Understandable. Back when I first started covering Super Bowls, I recall having a snooty attitude about this day. That’s when I thought it was a time to be professional and offer probing questions in search of insightful answers from thoughtful athletes.
Silly boy. This is not about that at all; it’s the day when the NFL credentials practically anybody with a recording device and grants them access to the Pittsburgh Steelers and Green Bay Packers.
It’s annoying, off-putting and a little insulting.
Yet this is also pure genius. It’s all a part of the mechanism the NFL has used to turn a football game into an international event.
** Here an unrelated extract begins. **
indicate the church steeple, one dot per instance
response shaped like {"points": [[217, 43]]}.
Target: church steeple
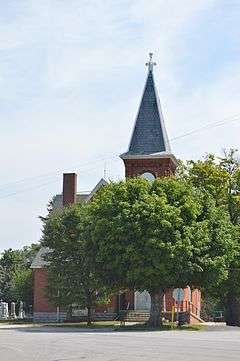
{"points": [[149, 138]]}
This is the day when the normally conservative gatekeepers open the door to all the “entertainment” stations to reach a huge and varied constituency around the globe – including those who don’t normally give a rip about sports. While some of us object to the hint of buffoonery, it plays to a big crowd.
The trick is to understand that very little of what you see will have any bearing on what happens when the game kicks off Sunday. This is the cartoon before the movie.
Go with it. Chuckle. Move on.
I always liked to believe readership would benefit from a column about a player’s motivations and perspectives as he approaches the most important game of his career. I’ve worked 13 of these things, and it took me a while to catch on that this day is different.
I discovered that people the next morning were actually asking each other if they had seen the video of a vacuous bimbette from a Mexican TV station who showed up in a revealing wedding dress to ask Tom Brady if he would marry her in 2008.
Absurd, right? I dismissed her act as a ridiculous sideshow. But chances are that many thousands of non-typical sports viewers who had never heard of Tom Brady caught the clip, tuned in on Sunday, and in the process were subsequently compelled to consume specific brands of corn chips, or switch to insurance represented by indignant cavemen and a smooth-talking lizard.
On Monday morning they might not remember which team won the game, but they’ll ask their colleague in the next cubicle if they saw the commercial where the horses played football and the zebra served as referee.
Maybe the trick is to view today’s exposure to players and staff as a social Rorschach test. What can we learn of them by the manner in which they cope?
In the case of Brady, it would have been worth noting the way he coolly declined the proposal by offering a compliment about how any man who ended up with the reporter would consider himself fortunate.
He was unexpectedly put on the spot, but stayed light on his feet and slipped free with smiles all around. And, any analyst of human nature would have noted that within minutes of being rejected by Brady, the reporter appeared quite happy to be carried around in the arms of one of the New England offensive linemen.
The symbiosis is clear. The lineman’s job is to provide protection that keeps Brady’s toothy smile undamaged, and in return, well, there are worse things than being in position to sort through Brady’s cast-offs.
We may note that the players are very agreeable to the appeal of this day. They videotape the experience and are only too willing to comply with each request.
The NFL, meanwhile, returns to business the rest of the week, providing extraordinary access to players in serious and professional settings that allow the most fervent fan to gorge on non-stop information.
This league gets a few things wrong. I mean, the sham that is the Pro Bowl, once and for all, has got to go ... that little fox trot the linemen do instead of blocking and tackling has gotten too ridiculous to be perpetuated.
But they’ve got the Super Bowl figured out. And as much as some of us may be turned away by the spectacle, media day is a part of it.